A 910kg object is released from rest at an altitude of 1200 km above the north pole of the earth. If we ignore atmospheric friction, with what speed does the object strike the surface of the earth?
(the polar radius of the earth is 6357 km)
You are wrong. The information given implies that this question is specifically testing the student's ability to take the height into account. The correct answer is 4.5 km/s. Could you please demonstrate how to obtain this answer?
My best guess is to determine the acceleration using a=GM/(r+h)^2 and then plug that acceleration into v^2=v0^2+a(y-y0). I had a similar problem in my homework and that got me a better answer than anything else I had tried.
To find the speed at which the object strikes the surface of the Earth, we can use the principle of conservation of mechanical energy. It states that the total mechanical energy of the object remains constant throughout its motion if we neglect any external forces acting on it. In this case, we are ignoring atmospheric friction, so we can use this principle.
The mechanical energy of the object consists of two components: the potential energy due to its altitude and the kinetic energy due to its speed. As the object falls, its potential energy decreases while its kinetic energy increases.
We can start by determining the potential energy of the object when it is at an altitude of 1200 km above the North Pole.
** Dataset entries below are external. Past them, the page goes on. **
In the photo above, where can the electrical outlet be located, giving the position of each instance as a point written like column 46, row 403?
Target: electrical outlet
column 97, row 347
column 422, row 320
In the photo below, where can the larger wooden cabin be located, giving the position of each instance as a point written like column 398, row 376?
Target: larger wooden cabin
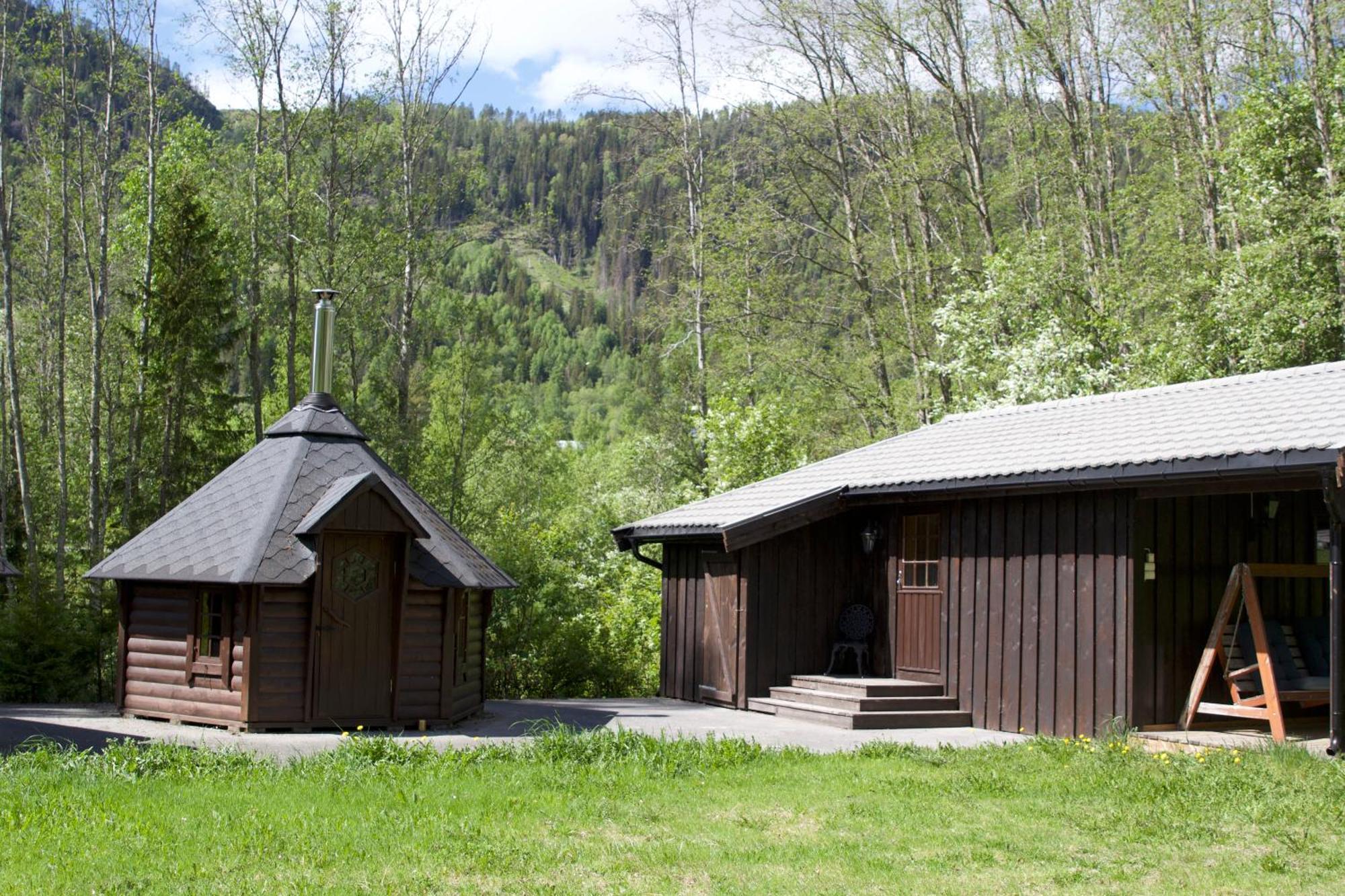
column 307, row 585
column 1048, row 568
The potential energy at any height is given by the formula:
Potential energy = mass * acceleration due to gravity * height
Here, the mass of the object is 910 kg, and the acceleration due to gravity at the surface of the Earth is approximately 9.8 m/s^2 (which remains relatively constant within the range considered).
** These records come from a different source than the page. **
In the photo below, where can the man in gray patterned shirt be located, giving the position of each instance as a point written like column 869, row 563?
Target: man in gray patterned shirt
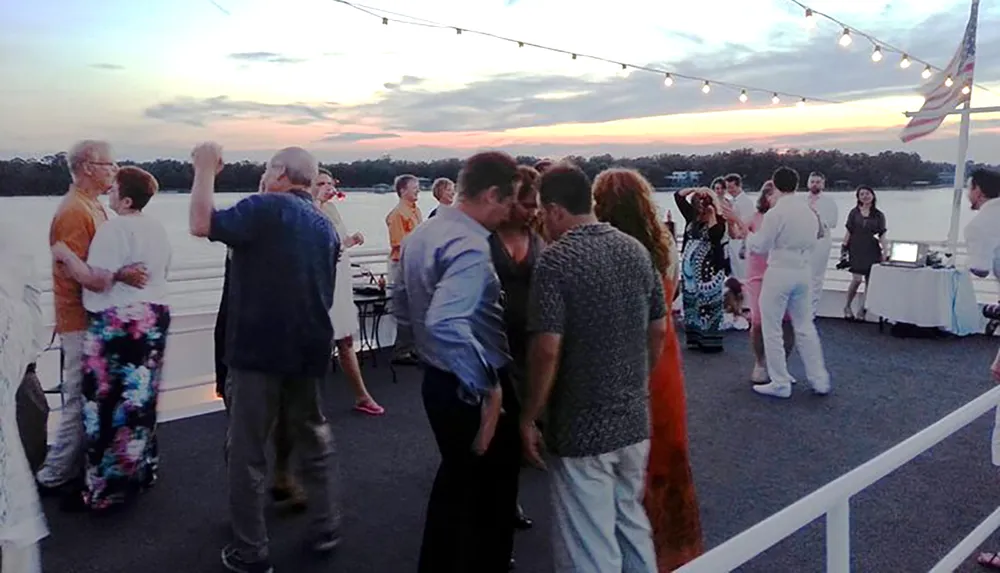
column 598, row 318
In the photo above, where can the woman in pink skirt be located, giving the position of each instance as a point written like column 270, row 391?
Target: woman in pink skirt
column 756, row 265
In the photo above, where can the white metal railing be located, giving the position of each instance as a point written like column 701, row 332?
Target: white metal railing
column 833, row 501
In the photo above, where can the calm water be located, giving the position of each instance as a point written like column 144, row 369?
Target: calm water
column 916, row 215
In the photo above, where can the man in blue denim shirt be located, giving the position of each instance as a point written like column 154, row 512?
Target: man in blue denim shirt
column 451, row 297
column 278, row 338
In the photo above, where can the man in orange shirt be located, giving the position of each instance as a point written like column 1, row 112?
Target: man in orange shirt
column 75, row 222
column 401, row 221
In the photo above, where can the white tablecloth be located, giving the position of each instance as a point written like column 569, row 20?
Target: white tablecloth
column 942, row 298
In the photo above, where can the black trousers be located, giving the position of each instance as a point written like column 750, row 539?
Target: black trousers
column 470, row 515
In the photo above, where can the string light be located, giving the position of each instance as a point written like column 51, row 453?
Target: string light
column 845, row 38
column 669, row 77
column 810, row 19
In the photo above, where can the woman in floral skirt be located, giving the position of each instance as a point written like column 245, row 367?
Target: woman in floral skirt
column 124, row 344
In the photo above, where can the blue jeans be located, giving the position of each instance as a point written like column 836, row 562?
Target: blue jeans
column 600, row 523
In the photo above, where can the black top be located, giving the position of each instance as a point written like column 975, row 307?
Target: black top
column 515, row 278
column 863, row 244
column 695, row 229
column 281, row 289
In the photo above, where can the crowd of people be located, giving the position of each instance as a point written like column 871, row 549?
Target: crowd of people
column 536, row 301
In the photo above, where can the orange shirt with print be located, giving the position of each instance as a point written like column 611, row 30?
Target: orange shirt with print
column 75, row 223
column 401, row 221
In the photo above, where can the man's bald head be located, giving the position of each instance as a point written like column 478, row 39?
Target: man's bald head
column 292, row 167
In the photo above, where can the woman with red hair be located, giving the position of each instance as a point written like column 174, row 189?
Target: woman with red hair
column 624, row 198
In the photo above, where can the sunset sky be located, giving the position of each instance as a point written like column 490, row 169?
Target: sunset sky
column 256, row 75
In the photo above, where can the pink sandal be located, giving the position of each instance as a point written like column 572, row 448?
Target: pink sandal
column 370, row 407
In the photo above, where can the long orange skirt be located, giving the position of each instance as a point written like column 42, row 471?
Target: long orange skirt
column 670, row 498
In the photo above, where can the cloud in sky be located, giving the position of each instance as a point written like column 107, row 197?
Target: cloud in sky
column 265, row 57
column 353, row 137
column 371, row 89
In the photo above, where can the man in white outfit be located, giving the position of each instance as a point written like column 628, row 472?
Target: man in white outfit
column 789, row 235
column 744, row 208
column 828, row 216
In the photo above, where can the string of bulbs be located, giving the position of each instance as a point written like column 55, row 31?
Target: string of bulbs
column 879, row 47
column 669, row 76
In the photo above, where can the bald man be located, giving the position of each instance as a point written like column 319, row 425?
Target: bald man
column 278, row 336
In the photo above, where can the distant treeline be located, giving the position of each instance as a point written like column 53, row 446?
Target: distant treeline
column 889, row 169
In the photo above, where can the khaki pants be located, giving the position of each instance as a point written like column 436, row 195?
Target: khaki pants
column 254, row 403
column 65, row 459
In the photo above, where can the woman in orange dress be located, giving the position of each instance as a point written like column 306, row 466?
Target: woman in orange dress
column 624, row 198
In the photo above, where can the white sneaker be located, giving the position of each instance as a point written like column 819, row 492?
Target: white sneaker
column 821, row 388
column 774, row 389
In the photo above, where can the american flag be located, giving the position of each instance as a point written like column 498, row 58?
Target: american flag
column 938, row 96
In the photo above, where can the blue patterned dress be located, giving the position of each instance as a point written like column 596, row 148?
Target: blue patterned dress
column 704, row 269
column 122, row 369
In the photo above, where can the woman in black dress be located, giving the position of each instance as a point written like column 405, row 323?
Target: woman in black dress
column 864, row 241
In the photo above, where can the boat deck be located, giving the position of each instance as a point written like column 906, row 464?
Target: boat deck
column 751, row 457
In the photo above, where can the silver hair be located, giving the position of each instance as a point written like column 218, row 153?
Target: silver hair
column 84, row 151
column 301, row 168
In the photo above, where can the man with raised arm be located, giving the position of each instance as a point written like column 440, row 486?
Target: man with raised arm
column 284, row 252
column 788, row 235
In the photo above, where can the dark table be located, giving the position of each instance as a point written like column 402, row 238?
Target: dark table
column 372, row 306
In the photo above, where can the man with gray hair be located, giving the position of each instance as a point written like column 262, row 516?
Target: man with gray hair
column 75, row 223
column 278, row 335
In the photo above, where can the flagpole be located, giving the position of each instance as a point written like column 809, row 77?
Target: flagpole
column 963, row 151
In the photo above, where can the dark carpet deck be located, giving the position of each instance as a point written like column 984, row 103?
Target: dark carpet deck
column 751, row 457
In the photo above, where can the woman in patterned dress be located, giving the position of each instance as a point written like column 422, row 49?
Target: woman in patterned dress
column 22, row 524
column 624, row 198
column 705, row 265
column 124, row 344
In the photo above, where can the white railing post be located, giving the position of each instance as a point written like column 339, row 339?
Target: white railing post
column 838, row 537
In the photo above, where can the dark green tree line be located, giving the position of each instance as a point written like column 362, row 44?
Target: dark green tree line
column 889, row 169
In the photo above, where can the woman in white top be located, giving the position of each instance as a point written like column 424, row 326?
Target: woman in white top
column 124, row 344
column 343, row 313
column 22, row 523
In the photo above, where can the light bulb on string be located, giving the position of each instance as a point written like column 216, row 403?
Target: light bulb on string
column 810, row 22
column 845, row 38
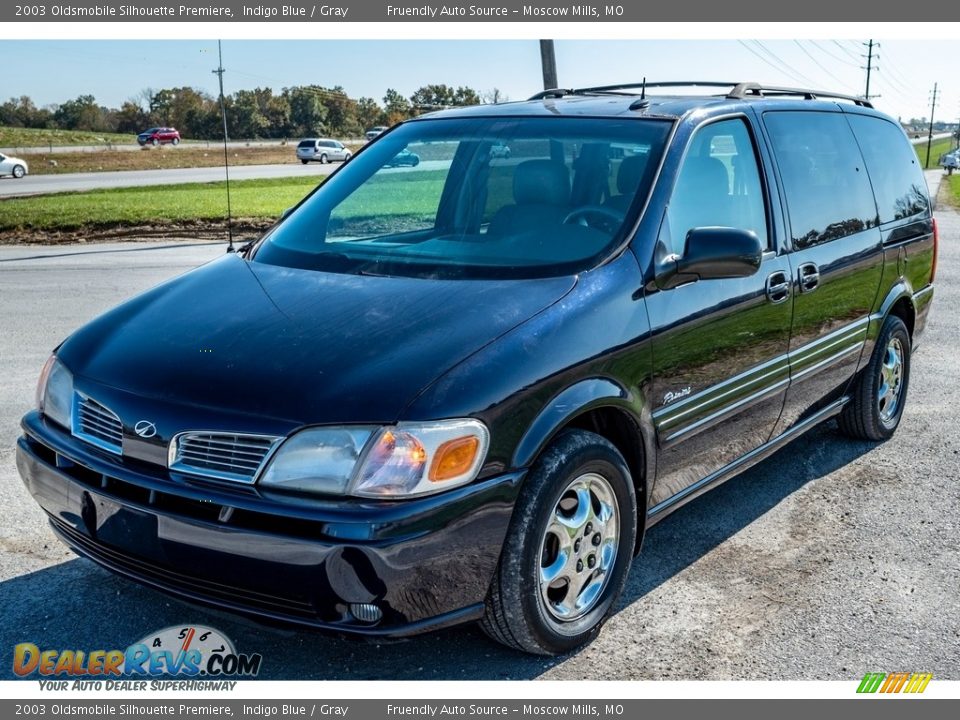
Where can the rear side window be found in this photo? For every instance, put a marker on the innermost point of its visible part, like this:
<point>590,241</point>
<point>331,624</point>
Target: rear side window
<point>718,185</point>
<point>824,176</point>
<point>898,181</point>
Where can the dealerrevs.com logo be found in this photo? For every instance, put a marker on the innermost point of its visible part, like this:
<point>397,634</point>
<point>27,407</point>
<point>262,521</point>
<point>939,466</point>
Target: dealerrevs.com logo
<point>909,683</point>
<point>190,651</point>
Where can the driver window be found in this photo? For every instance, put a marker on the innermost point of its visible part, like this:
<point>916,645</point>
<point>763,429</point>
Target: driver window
<point>718,185</point>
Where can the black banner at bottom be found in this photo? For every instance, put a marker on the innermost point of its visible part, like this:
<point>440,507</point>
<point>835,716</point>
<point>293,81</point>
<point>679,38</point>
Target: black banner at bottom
<point>872,707</point>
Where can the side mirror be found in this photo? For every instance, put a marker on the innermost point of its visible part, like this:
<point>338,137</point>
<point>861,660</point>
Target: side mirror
<point>713,253</point>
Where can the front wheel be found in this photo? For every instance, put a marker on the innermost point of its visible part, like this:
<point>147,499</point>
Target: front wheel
<point>568,550</point>
<point>880,392</point>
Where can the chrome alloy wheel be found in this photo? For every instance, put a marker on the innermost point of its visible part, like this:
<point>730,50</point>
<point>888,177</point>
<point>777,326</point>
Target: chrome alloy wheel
<point>891,381</point>
<point>579,547</point>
However, we need to convert the height from kilometers to meters, so 1200 km becomes 1200000 m. Plugging the values into the formula, we get:
Potential energy = 910 kg * 9.8 m/s^2 * 1200000 m
Next, we need to determine the kinetic energy of the object just before it hits the surface of the Earth. The kinetic energy is given by the formula:
Kinetic energy = (1/2) * mass * velocity^2
Since the object starts from rest, its initial velocity is 0. We want to find the final velocity, which is the speed at which it strikes the Earth's surface. Plugging the mass (910 kg) and velocity (which is what we are solving for) into the formula, we get:
Kinetic energy = (1/2) * 910 kg * velocity^2
According to the principle of conservation of mechanical energy, the total mechanical energy remains constant. Therefore, the potential energy at the top should be equal to the kinetic energy at the bottom.
Now equate the potential energy and kinetic energy equations and solve for the velocity:
Potential energy = Kinetic energy
910 kg * 9.8 m/s^2 * 1200000 m = (1/2) * 910 kg * velocity^2
Simplifying the equation:
10584000000 J = (1/2) * 910 kg * velocity^2
Now solve for velocity:
velocity^2 = (2 * 10584000000 J) / 910 kg
velocity^2 = 23200000000 J/kg
velocity = sqrt(23200000000 J/kg)
Finally, calculate the square root of 23200000000 J/kg to find the velocity.
v = sqrt(2 g y) = sqrt(2*9.8*1200)
Unless they want to get picky about the change in g at that height.